Were you were happy with your outfit?
I purchased a red Australian wool coat from the RSPCA op shop. It’s a perfect winter staple, and I know I will get a lot of wear out of it during the south-west’s chilly winters.
I also purchased a pair of beautiful Fletcher Jones wool pants for $1 – they look as good as the day they were made and are a fantastic fit. Can’t beat good quality.
Journalist Rebecca Riddle grew up shopping at op shops with her mum where the pair would search for bargains together.
Rebecca agreed with Warrnambool Red Cross Op Shop volunteer Phyllis Vaughan who said as soon as she found one item she loved, she was keen to keep looking. “If you find the right piece all it takes is a wash or dry clean and chances are you might have found your new favourite outfit.”

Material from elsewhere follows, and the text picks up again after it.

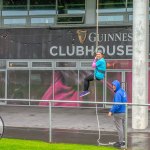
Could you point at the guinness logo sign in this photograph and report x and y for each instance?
(81, 35)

Who are your celebrity style icons/ whose style you admire? I'm not sure I follow any celebrities but I did admire Asher Keddie's wardrobe in Offspring. In reality I'm probably more The Block at the moment.
How do you describe your own style? I don't think I have a style. I love colour and I think it makes me feel better so I'm usually attracted to bright clothes. Gone are the days of the fluro hypercolour T-shirts though.
Online or instore? I think as you get older you've got to try things on.
Comfort or style? Can't I have both?
What is the oldest item in your wardrobe that you still wear? I have a khaki cardigan that I bought in Bali in 2003. Yes, hard to imagine. It was 33 degrees and I carried this long nana cardigan around for hours to get it home but 15 years later I still love it.
What is your go-to outfit? I can't go past a dress and boots, or sandals and shorts when it finally warms up.
Were you were happy with your outfit? I'm not sure what happened. I was obviously channelling the 70s because I came home with a short yellow dress, lime cardigan, purple velvet jacket and orange sun hat. Not sure it all goes but I'm feeling brighter.
Has this challenge changed how you think of op shopping? No, I think I've always been a fan.
Was it a positive experience? I was surprised at the quality at the different op shops. Each and every one of them had at least five items I'd buy.
Op shopping tips
- Spend time searching. A quick look is unlikely to produce the ultimate find.
- Keep going back. New items are added regularly and continually change.
- Look for quality and check items for wear, holes, stains and that the buttons and zips are intact.
- Grab a bargain when you see it. Great buys won't hang around for long and every keen op shopper knows the heartbreak of thinking they'll go back for something only to find it has been snapped up.
- Keep an eye out for the styles, fabrics and brands that you would normally purchase from a retail store.
- Keep an open mind. Op shopping is a chance to try a look or style you would not be willing to pay full price for.